Toronto was at the centre of North American gambling happenings, as it recently hosted both the SiGMA Americas Summit and the Canadian Gaming Summit (CGS). The two events offered a platform for key industry players to discuss the state of the gambling industry in the region, exchange ideas, and showcase new products and technologies.
This was the first time since the launch of Ontario’s new iGaming market and the legalisation of single-event sports betting that Canada hosted a gaming conference of such magnitude. The CGS ran from 7 to 9 June 2022 at the Metro Toronto Convention Centre, while SiGMA Americas Summit was hosted at the Enercare Centre – Exhibition Place from 6 to 9 June.

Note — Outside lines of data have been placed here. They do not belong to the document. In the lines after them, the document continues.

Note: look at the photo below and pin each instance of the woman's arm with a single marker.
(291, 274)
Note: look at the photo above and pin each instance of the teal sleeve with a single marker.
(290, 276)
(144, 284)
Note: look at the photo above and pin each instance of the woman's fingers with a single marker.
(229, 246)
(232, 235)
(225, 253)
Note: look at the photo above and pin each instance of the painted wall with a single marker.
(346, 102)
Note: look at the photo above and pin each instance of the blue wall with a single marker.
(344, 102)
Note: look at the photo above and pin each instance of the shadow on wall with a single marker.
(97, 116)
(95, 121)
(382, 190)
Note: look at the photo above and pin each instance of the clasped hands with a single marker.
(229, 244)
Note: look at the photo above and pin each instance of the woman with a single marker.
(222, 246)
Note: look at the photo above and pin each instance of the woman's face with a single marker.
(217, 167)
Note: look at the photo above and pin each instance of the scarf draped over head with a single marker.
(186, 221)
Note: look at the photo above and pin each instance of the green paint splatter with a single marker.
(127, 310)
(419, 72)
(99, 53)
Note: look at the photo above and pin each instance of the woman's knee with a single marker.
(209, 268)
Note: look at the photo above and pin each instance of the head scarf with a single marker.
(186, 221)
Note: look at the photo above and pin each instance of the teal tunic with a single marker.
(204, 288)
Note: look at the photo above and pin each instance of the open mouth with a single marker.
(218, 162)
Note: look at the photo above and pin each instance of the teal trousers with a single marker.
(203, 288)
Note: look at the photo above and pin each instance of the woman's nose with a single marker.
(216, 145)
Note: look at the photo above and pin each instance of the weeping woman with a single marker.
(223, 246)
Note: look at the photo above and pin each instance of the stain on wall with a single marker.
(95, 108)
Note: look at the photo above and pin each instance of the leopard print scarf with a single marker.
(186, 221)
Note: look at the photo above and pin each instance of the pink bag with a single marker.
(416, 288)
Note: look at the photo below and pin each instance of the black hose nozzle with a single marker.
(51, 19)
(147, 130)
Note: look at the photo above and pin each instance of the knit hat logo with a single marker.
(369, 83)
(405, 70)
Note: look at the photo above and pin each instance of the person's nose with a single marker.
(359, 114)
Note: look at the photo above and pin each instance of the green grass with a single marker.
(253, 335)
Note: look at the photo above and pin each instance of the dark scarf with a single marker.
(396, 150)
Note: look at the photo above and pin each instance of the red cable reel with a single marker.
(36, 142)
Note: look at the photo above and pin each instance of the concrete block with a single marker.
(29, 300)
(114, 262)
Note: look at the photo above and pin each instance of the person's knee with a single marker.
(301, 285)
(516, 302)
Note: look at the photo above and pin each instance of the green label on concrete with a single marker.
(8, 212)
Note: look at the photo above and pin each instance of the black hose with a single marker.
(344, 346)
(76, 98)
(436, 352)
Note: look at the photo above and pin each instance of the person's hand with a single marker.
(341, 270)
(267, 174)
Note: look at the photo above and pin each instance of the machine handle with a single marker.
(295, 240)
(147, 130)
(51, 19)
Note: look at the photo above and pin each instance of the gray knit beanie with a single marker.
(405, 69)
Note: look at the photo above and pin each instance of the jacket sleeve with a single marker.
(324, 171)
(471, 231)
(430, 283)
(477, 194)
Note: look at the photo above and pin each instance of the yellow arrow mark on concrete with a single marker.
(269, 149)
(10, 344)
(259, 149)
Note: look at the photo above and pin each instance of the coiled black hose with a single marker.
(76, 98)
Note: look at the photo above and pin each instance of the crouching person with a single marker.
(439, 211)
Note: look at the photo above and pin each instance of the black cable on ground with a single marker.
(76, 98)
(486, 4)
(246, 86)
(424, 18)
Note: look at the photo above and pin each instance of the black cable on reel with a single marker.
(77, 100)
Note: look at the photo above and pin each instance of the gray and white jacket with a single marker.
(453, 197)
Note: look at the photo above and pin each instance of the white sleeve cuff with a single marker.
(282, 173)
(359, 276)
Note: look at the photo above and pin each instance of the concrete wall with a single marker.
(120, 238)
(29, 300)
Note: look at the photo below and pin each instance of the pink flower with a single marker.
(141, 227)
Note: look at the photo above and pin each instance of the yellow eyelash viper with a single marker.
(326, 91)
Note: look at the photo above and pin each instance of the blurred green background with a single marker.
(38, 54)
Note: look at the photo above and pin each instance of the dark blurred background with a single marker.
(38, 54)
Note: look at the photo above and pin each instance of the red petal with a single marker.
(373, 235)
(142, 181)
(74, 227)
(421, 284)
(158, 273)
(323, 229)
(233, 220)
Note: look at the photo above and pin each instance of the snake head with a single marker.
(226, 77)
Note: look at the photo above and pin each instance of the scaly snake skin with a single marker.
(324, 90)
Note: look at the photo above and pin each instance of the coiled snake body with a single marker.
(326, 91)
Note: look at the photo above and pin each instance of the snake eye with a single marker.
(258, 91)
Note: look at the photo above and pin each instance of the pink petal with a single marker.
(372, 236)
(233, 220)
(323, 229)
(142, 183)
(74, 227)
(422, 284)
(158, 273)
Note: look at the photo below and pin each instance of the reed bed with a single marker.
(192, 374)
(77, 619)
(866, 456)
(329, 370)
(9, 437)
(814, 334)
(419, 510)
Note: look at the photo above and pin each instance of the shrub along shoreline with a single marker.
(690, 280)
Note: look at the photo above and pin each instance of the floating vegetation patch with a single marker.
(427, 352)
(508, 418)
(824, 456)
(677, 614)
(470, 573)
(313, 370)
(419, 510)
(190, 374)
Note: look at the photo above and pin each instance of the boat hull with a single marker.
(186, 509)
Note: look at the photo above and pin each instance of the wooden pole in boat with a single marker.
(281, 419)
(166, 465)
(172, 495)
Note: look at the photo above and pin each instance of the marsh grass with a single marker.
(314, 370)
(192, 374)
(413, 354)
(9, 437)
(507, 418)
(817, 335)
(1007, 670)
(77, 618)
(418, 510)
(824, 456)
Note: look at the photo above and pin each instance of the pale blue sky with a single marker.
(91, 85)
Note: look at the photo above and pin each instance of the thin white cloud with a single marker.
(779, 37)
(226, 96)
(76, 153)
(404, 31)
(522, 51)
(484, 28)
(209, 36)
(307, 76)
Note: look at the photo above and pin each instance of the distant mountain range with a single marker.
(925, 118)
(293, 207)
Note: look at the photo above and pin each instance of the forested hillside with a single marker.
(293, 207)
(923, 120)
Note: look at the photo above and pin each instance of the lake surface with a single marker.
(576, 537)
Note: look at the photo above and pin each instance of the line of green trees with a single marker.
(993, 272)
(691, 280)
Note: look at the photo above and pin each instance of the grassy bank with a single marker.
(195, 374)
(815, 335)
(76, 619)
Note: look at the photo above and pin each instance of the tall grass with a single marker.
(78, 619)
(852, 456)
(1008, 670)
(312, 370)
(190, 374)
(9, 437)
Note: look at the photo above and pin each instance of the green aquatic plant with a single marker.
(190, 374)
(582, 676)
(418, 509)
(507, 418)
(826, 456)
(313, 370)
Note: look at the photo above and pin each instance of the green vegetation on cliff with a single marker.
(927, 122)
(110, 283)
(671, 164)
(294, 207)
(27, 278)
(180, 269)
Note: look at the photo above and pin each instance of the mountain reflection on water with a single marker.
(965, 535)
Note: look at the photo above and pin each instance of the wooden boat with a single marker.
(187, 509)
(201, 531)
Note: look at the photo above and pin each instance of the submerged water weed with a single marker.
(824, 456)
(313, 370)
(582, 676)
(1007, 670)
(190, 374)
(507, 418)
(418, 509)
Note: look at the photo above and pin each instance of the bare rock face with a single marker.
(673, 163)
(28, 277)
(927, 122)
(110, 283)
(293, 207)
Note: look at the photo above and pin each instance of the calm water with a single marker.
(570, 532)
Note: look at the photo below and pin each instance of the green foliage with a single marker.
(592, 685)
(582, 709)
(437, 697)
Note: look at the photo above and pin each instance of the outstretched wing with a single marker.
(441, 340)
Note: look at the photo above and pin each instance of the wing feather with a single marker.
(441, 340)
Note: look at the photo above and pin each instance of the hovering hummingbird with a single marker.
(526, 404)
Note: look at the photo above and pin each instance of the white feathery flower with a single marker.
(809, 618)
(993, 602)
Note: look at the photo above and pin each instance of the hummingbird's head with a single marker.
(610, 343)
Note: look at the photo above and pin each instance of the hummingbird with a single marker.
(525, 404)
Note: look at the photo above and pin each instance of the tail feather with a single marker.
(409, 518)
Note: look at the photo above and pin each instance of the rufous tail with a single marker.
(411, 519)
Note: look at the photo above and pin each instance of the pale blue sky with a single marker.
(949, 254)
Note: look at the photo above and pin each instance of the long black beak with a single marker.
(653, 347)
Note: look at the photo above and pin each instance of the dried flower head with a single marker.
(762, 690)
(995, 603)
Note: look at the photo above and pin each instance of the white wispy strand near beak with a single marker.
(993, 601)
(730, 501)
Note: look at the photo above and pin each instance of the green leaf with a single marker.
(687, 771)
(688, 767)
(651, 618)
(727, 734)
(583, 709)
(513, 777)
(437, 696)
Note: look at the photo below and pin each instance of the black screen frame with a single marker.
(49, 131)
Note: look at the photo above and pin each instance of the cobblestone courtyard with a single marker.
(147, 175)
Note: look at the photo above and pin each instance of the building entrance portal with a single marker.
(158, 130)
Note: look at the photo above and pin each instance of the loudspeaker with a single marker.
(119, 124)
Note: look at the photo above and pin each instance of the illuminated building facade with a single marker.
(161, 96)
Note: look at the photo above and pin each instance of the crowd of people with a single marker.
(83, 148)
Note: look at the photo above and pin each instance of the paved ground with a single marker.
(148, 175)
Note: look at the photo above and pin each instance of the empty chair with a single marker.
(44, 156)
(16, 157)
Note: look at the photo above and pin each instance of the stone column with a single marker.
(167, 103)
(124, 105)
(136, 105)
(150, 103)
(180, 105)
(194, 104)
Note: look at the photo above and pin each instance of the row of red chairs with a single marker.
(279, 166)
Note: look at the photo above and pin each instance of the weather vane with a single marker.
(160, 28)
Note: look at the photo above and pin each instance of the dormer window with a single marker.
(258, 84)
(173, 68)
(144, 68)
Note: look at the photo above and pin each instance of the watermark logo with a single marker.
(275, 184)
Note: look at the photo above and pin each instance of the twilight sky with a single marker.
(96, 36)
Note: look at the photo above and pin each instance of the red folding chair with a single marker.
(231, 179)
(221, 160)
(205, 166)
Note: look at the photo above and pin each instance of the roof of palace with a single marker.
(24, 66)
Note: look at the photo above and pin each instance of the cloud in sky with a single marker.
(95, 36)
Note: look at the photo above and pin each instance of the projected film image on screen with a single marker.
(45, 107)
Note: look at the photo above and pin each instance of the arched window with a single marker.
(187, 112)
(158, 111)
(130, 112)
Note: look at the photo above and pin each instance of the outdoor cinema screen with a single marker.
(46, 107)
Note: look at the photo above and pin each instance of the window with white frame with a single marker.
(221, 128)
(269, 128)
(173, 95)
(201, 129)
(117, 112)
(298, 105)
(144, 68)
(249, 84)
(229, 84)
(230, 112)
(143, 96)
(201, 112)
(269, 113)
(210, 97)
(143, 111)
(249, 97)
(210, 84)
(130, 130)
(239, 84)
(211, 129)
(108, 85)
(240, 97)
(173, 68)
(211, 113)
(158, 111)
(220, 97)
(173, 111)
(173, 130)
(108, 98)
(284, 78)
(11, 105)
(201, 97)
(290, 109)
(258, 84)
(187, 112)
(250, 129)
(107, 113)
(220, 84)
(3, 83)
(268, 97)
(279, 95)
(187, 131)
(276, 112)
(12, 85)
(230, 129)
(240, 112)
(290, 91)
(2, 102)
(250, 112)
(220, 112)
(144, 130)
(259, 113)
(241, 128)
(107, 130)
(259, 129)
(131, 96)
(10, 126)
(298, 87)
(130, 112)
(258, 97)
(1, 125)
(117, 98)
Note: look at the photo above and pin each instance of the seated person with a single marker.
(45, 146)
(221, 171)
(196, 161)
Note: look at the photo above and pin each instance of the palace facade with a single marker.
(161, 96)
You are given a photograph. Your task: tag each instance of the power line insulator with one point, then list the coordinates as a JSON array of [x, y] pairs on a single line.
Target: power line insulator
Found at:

Key Industry Takeaways from the Two Summits
A few main points from the Canadian Gaming Summit include discussions between Ontario’s regulated iGaming market and the provincial regulators. On the second day of the conference, the Alcohol and Gambling Commission of Ontario (AGCO) and iGaming Ontario held a panel discussion on the state of Ontario’s online gambling market after its initial two months of operations.
Dave Forestell, the chairman of iGaming Ontario, moderated the one-hour discussion, with the panellists including Tom Mungham, CEO of AGCO, and Martha Otton, executive director of iGaming Ontario. The debate revealed that over 70 operators are presently undertaking the licensing process with the regulators. Some of these receive licenses after 70 days, while in other cases, this can extend to 120 days.
Mungham dismissed the rumours of a 1 July cut-off date for the existing grey-market operators to migrate towards the regulated framework. He noted that there is a three to four-month transitional period before the market shifts to its final format. Regulators also warned that they’re moving toward enforcement mode and are simultaneously listening to the feedback on issues such as the province’s strict marketing rules.